Friday, March 6th, 2009...10:41 pm
One More Toast
Ever wonder what happens after that final bow on the last night? Dismantlement, that’s what. Dismantlement- from the Latin dis- (removal) + mantel (mantle). I challenge anyone to find a better one-word description. Even before the final bows were taken on stage, crew was tiptoeing ever so quietly backstage, removing curtains from the Diogenes Club walls, readying the packing crates, gathering the tools for the big job ahead. By midnight, that lovely room at 221B Baker Street had vanished. The stage at Theatre on the Square was clear- a blank slate waiting for a new show and a new audience.
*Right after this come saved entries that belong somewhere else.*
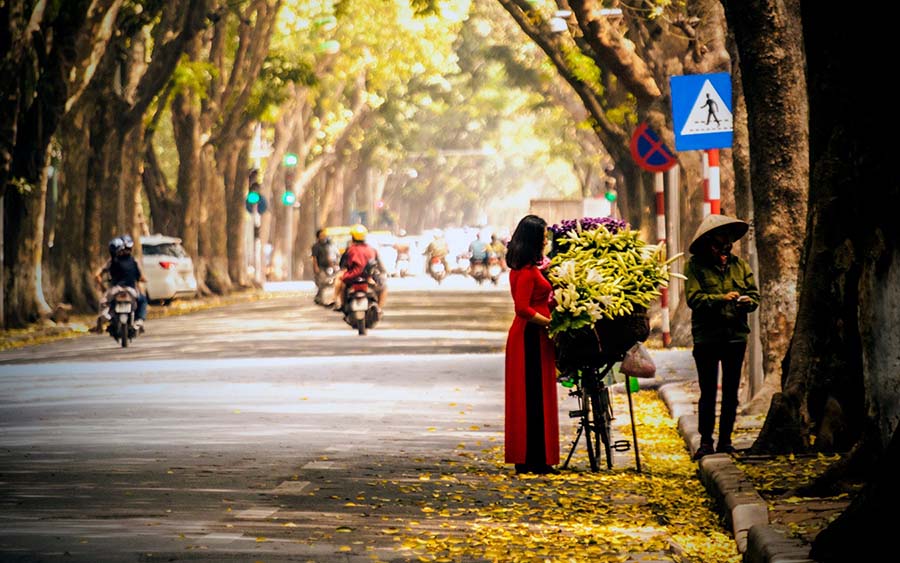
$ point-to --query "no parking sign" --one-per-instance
(649, 152)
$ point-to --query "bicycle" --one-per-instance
(584, 358)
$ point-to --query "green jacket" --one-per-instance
(713, 319)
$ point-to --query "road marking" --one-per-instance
(290, 487)
(320, 465)
(256, 513)
(222, 537)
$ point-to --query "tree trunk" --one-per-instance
(769, 42)
(187, 139)
(213, 223)
(234, 160)
(23, 254)
(74, 252)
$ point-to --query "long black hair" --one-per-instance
(526, 247)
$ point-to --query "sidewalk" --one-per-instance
(766, 527)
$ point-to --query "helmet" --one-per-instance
(115, 245)
(358, 232)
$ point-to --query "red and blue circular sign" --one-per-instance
(649, 152)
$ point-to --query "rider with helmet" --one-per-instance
(353, 264)
(122, 270)
(437, 248)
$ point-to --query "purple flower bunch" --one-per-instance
(587, 224)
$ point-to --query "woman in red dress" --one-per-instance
(532, 423)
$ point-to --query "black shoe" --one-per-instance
(702, 451)
(725, 449)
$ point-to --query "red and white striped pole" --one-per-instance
(705, 159)
(714, 185)
(659, 188)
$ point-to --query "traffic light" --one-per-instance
(289, 197)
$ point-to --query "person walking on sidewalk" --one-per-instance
(532, 421)
(720, 291)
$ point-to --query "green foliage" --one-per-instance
(193, 77)
(584, 68)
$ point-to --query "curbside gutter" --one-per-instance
(742, 506)
(745, 511)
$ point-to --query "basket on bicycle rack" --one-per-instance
(608, 340)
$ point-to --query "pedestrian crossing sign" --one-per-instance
(701, 111)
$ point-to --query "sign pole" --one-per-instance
(714, 185)
(289, 242)
(659, 188)
(257, 245)
(704, 156)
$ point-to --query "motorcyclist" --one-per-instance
(478, 252)
(325, 257)
(499, 249)
(122, 270)
(437, 248)
(402, 248)
(353, 264)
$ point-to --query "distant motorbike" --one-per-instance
(494, 268)
(479, 271)
(463, 264)
(122, 307)
(324, 280)
(403, 265)
(361, 300)
(436, 269)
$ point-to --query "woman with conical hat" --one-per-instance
(721, 292)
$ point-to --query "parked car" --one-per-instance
(168, 268)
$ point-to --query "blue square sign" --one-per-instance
(701, 111)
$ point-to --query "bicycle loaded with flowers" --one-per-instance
(604, 279)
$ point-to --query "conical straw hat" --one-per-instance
(734, 228)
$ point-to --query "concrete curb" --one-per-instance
(742, 506)
(767, 545)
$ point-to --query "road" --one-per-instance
(242, 433)
(270, 431)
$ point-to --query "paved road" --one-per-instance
(271, 432)
(216, 430)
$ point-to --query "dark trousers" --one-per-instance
(535, 448)
(708, 356)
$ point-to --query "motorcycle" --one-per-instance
(324, 280)
(479, 271)
(436, 269)
(403, 265)
(361, 300)
(123, 304)
(463, 264)
(494, 268)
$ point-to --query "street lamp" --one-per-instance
(558, 22)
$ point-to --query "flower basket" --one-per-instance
(604, 279)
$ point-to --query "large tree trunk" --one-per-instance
(233, 167)
(214, 224)
(769, 42)
(74, 250)
(23, 254)
(187, 138)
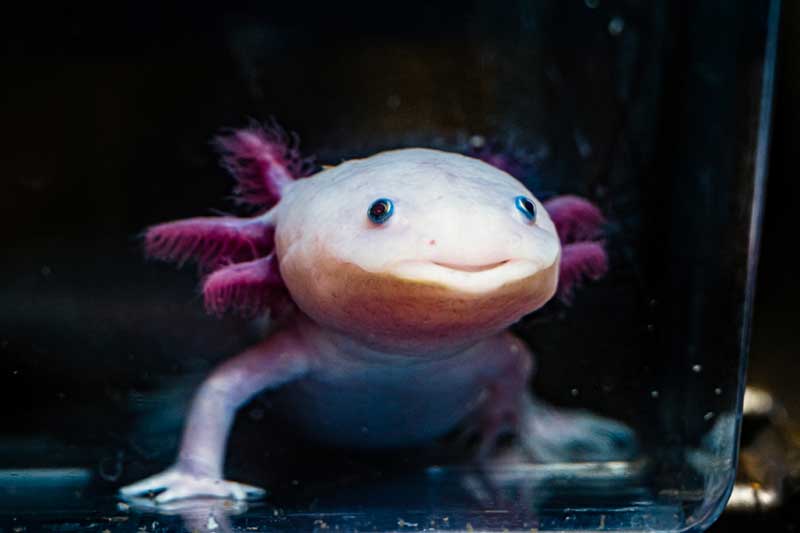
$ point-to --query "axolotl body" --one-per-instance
(392, 281)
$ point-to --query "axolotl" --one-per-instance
(391, 282)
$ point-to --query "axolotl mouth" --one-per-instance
(467, 278)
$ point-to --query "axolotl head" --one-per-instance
(415, 249)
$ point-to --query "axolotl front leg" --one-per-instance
(280, 359)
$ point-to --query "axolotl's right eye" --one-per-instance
(381, 210)
(526, 207)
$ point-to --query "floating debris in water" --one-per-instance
(616, 25)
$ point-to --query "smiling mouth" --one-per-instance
(471, 268)
(468, 278)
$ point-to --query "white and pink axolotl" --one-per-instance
(392, 280)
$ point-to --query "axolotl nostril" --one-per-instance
(391, 281)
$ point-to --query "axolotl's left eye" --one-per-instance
(381, 210)
(526, 207)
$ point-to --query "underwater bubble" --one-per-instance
(477, 141)
(393, 102)
(616, 25)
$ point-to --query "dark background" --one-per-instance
(107, 113)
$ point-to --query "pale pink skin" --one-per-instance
(402, 373)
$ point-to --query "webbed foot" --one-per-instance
(555, 435)
(177, 484)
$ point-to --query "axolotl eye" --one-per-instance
(526, 207)
(381, 210)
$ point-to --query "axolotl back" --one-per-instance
(391, 281)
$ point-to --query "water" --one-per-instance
(659, 113)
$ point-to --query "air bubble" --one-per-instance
(616, 25)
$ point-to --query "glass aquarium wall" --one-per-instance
(657, 112)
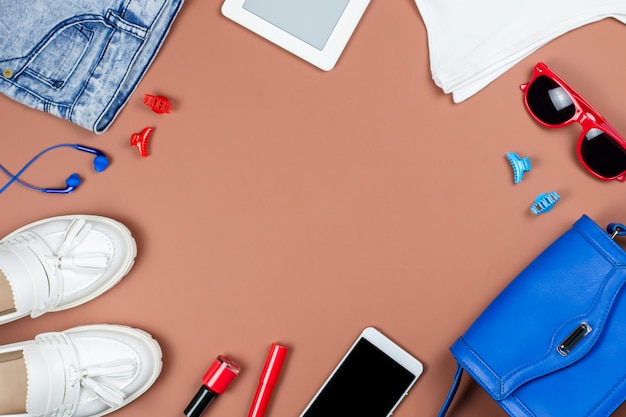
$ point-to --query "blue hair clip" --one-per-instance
(544, 202)
(616, 229)
(519, 165)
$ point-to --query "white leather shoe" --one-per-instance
(87, 371)
(61, 262)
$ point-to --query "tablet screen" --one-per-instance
(311, 21)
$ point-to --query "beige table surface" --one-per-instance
(281, 203)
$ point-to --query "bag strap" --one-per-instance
(455, 386)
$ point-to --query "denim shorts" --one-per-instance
(80, 60)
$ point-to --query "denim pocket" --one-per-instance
(59, 55)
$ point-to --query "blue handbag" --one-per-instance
(553, 342)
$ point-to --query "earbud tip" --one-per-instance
(73, 180)
(100, 163)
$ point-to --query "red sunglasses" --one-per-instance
(553, 103)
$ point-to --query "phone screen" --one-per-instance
(367, 383)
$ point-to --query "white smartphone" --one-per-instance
(315, 30)
(371, 380)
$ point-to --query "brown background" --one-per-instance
(281, 203)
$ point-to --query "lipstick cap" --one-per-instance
(220, 374)
(273, 364)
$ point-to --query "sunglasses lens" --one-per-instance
(603, 154)
(549, 102)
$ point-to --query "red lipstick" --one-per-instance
(269, 376)
(215, 381)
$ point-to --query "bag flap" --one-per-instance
(549, 316)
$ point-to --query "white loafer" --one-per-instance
(61, 262)
(87, 371)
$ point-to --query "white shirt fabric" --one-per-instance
(471, 43)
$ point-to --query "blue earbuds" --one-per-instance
(100, 163)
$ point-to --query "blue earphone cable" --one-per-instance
(15, 178)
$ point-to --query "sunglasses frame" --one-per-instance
(585, 115)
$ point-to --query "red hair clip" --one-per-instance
(140, 140)
(159, 104)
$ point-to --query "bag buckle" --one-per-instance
(574, 338)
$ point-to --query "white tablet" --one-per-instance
(315, 30)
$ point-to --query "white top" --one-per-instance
(471, 43)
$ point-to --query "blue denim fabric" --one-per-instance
(80, 60)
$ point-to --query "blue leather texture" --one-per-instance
(511, 348)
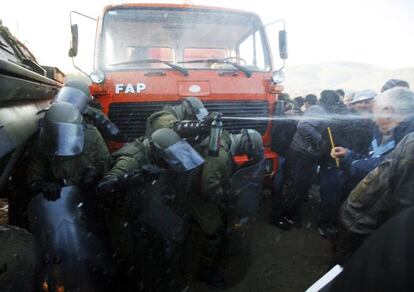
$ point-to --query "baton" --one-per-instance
(333, 145)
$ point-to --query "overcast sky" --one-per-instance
(377, 32)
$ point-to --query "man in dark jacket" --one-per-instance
(386, 189)
(351, 129)
(301, 160)
(393, 114)
(385, 192)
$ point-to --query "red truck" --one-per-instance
(149, 55)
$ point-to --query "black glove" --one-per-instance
(108, 129)
(108, 185)
(187, 129)
(51, 191)
(151, 172)
(89, 178)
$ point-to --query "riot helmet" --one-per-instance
(249, 142)
(76, 91)
(194, 109)
(168, 146)
(62, 130)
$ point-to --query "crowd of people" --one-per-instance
(173, 206)
(165, 209)
(356, 147)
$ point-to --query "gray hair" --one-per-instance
(398, 98)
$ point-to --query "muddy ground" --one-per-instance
(283, 261)
(3, 211)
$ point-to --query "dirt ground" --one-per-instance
(284, 261)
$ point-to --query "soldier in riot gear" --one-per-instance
(76, 91)
(150, 227)
(67, 160)
(67, 152)
(212, 210)
(248, 142)
(18, 262)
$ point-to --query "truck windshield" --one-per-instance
(181, 37)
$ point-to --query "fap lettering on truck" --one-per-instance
(150, 55)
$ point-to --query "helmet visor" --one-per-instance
(182, 157)
(74, 96)
(62, 139)
(201, 113)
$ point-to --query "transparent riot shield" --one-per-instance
(72, 257)
(246, 187)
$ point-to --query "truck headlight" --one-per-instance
(97, 76)
(278, 77)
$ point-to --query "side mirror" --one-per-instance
(283, 44)
(73, 51)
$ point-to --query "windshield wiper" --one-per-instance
(222, 61)
(149, 61)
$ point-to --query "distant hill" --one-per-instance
(313, 78)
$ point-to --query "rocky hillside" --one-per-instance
(313, 78)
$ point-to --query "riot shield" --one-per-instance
(246, 187)
(163, 222)
(72, 257)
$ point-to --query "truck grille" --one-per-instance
(131, 117)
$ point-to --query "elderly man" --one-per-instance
(387, 189)
(362, 101)
(393, 114)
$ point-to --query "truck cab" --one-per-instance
(150, 55)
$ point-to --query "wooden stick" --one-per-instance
(333, 145)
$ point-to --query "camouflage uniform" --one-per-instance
(209, 209)
(383, 193)
(143, 224)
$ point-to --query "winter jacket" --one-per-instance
(308, 136)
(360, 165)
(384, 192)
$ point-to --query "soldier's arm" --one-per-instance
(127, 159)
(105, 126)
(36, 167)
(102, 154)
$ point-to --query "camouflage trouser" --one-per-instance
(215, 176)
(17, 259)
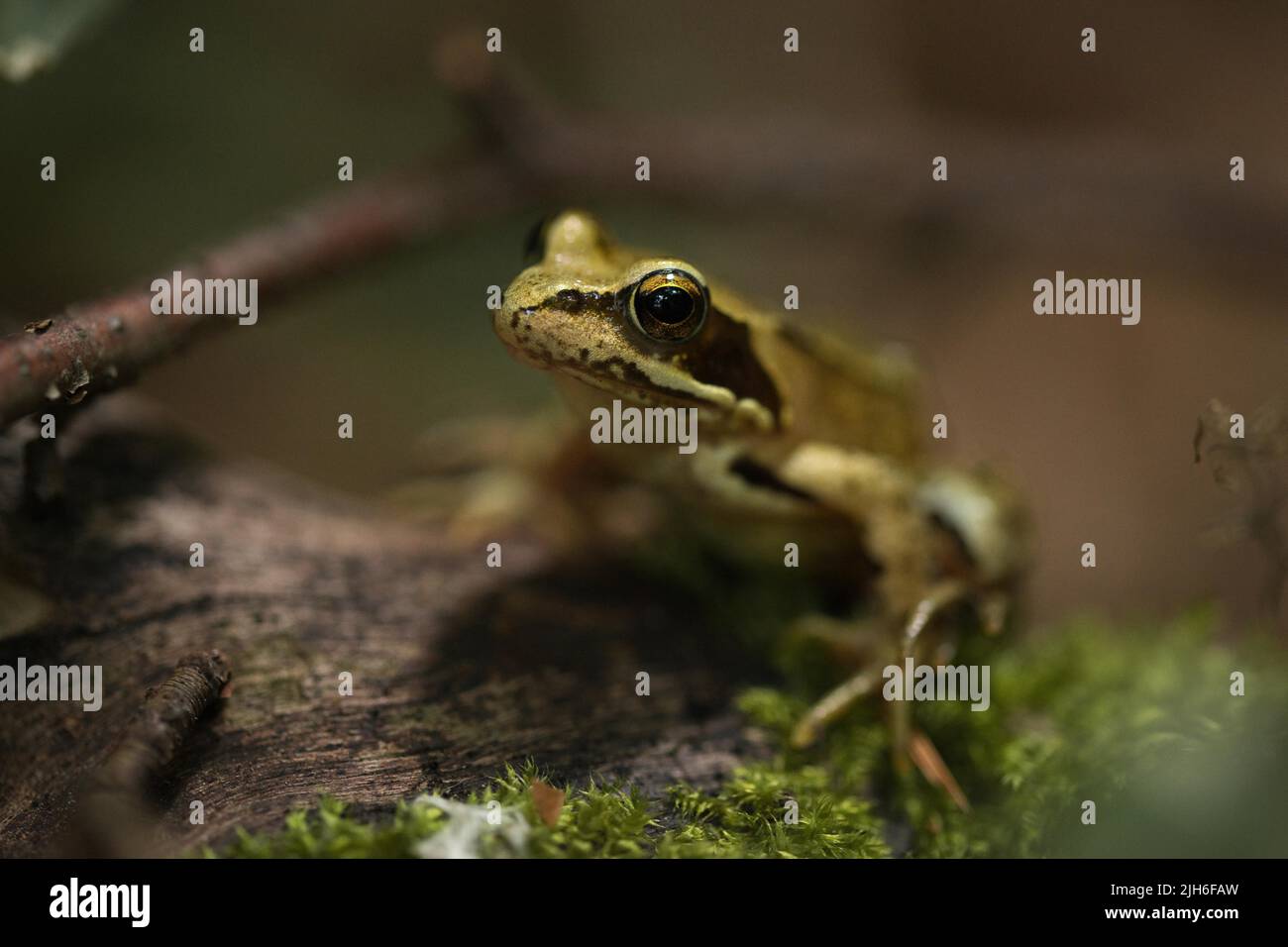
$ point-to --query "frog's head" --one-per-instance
(649, 330)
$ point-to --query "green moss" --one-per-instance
(1137, 719)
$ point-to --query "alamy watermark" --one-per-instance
(647, 425)
(194, 296)
(77, 684)
(1077, 296)
(915, 682)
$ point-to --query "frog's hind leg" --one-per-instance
(833, 705)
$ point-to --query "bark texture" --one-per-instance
(458, 669)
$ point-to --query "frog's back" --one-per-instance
(845, 394)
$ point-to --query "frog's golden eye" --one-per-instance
(669, 305)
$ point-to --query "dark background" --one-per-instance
(162, 153)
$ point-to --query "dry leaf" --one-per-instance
(548, 801)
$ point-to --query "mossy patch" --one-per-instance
(1137, 719)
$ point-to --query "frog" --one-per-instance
(794, 427)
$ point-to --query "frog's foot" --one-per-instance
(849, 643)
(926, 758)
(833, 705)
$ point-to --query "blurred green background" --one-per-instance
(162, 153)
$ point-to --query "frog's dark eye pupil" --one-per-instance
(669, 304)
(535, 245)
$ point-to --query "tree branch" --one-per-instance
(527, 149)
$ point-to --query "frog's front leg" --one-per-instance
(881, 499)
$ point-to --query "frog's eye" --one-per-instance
(669, 305)
(535, 247)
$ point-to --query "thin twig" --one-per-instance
(115, 804)
(528, 149)
(110, 342)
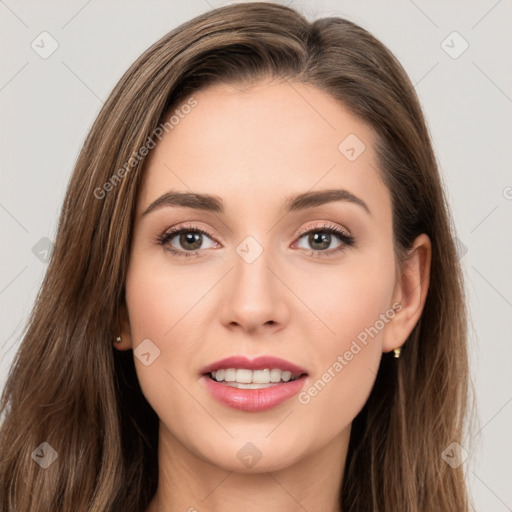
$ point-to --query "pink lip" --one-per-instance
(253, 399)
(260, 363)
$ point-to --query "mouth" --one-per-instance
(243, 378)
(253, 385)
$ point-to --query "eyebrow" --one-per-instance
(210, 203)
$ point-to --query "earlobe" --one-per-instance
(411, 293)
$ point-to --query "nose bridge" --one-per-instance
(255, 297)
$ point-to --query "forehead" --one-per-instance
(268, 140)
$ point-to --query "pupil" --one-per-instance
(323, 239)
(191, 238)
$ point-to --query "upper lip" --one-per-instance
(260, 363)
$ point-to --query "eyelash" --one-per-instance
(346, 239)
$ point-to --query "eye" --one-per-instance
(188, 238)
(320, 239)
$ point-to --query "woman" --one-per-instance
(307, 350)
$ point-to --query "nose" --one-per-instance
(255, 296)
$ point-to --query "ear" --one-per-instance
(410, 294)
(123, 329)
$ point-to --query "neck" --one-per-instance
(192, 484)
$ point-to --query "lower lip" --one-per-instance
(253, 399)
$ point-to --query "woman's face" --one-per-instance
(267, 279)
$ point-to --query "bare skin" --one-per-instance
(255, 147)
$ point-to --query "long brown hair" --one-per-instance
(70, 388)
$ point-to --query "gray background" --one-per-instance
(48, 105)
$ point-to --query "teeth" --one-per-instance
(246, 378)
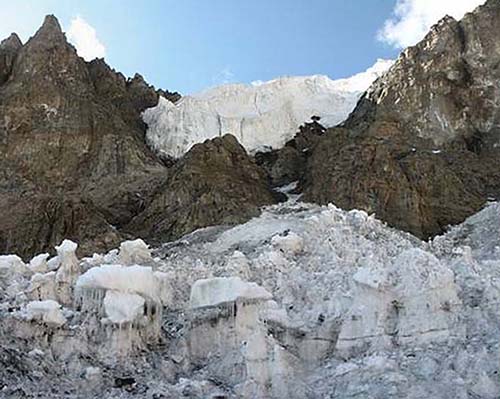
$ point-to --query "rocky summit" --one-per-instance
(146, 254)
(74, 163)
(422, 148)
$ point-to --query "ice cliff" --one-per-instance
(301, 302)
(261, 115)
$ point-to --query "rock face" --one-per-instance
(216, 182)
(68, 131)
(261, 116)
(73, 158)
(421, 148)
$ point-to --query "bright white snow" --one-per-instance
(260, 115)
(219, 290)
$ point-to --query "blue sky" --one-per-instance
(189, 45)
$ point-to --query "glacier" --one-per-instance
(262, 115)
(304, 301)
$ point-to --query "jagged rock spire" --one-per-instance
(12, 42)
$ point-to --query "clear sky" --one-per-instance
(189, 45)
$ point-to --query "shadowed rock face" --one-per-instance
(422, 147)
(216, 182)
(73, 161)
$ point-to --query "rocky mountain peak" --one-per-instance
(401, 153)
(50, 29)
(8, 52)
(12, 42)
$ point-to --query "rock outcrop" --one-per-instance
(422, 147)
(262, 116)
(216, 182)
(74, 162)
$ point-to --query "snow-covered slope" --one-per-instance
(262, 115)
(358, 310)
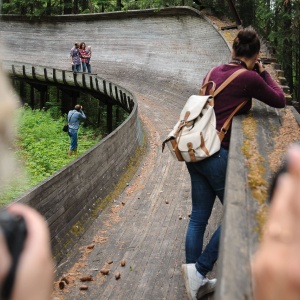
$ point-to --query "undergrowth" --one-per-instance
(42, 149)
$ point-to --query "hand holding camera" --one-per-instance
(259, 67)
(26, 236)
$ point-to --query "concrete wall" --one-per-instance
(71, 198)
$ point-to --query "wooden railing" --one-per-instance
(95, 84)
(70, 199)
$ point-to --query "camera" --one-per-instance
(14, 230)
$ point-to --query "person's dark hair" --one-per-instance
(78, 107)
(246, 43)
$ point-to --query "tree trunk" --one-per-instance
(67, 7)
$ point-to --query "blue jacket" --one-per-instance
(74, 118)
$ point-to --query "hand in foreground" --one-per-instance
(276, 265)
(34, 275)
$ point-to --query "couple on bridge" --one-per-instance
(34, 275)
(81, 55)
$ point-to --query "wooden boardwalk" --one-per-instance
(162, 60)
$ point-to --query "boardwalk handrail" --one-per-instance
(85, 81)
(71, 198)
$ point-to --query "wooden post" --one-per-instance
(31, 96)
(109, 118)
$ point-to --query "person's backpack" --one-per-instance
(195, 137)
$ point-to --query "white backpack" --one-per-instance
(195, 137)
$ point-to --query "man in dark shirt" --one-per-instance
(75, 58)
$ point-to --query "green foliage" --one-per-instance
(42, 148)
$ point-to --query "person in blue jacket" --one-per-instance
(74, 118)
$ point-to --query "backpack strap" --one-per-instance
(222, 86)
(227, 123)
(228, 80)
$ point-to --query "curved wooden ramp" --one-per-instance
(161, 57)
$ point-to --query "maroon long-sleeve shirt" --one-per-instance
(246, 86)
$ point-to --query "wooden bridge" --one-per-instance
(161, 58)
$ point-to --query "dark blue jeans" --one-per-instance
(208, 181)
(73, 138)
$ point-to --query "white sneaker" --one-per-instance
(193, 282)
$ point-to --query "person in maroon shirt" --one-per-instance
(208, 175)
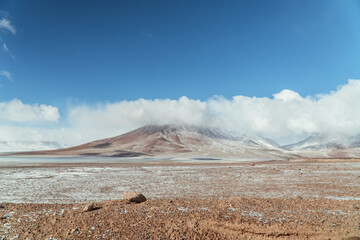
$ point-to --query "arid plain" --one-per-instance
(269, 193)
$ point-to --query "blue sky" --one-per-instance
(63, 54)
(114, 50)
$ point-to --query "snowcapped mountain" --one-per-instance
(332, 146)
(191, 141)
(178, 140)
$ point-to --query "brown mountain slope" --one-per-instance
(175, 140)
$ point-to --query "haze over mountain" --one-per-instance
(176, 140)
(201, 142)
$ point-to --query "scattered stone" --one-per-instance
(135, 197)
(89, 207)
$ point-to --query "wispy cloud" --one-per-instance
(286, 117)
(6, 74)
(6, 24)
(17, 111)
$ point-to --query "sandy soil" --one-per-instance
(317, 199)
(230, 218)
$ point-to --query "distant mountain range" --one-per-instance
(191, 141)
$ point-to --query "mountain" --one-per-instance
(177, 140)
(332, 146)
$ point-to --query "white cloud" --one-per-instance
(286, 117)
(16, 111)
(6, 24)
(6, 74)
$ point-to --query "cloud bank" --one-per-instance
(286, 117)
(16, 111)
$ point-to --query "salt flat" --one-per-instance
(70, 180)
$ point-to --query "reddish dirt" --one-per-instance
(230, 218)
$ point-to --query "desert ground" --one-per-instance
(186, 199)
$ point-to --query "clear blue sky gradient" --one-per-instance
(98, 51)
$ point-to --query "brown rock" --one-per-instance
(89, 207)
(134, 197)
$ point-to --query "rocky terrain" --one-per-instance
(229, 218)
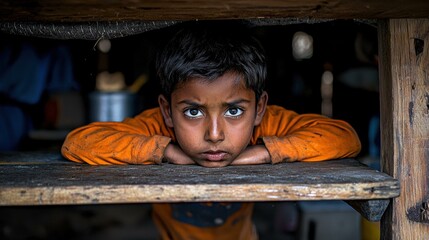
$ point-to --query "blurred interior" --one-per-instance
(331, 70)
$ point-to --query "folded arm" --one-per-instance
(291, 137)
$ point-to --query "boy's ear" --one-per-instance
(261, 105)
(164, 105)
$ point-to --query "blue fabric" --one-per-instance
(25, 74)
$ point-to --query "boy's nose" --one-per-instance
(214, 131)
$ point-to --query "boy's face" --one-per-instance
(213, 121)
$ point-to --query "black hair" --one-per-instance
(209, 49)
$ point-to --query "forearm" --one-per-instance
(324, 141)
(113, 143)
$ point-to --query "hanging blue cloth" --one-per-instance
(25, 74)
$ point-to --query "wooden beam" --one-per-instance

I have been asked if it is difficult to strike a set after all the hours spent constructing, painting and dressing that perfect make- believe world. And surprisingly, the answer is no. It does not break my heart to see it reduced to cans of screws and stacks of boxes and flats. What looks so solid and genuine from the audience seats isn’t real, it’s illusion, meant to be viewed for a short time, from a respectable distance, under just the right light. It is, as Stuart Kaminsky so aptly put it, an entertainment.
So when the rugs have been rolled up, the tchatchkes have been carefully packed away, the floorboards pried up and the flats and platforms stacked, I don’t see destruction. I see potential. As I raise my glass in farewell to this show, I am already anticipating the next. Actors will get new scripts and costumes, flats and platforms will get fresh coats of paint and a new arrangement. Audiences will fill the seats, and for a short time, from a respectable distance, under just the right light, another entertainment will begin.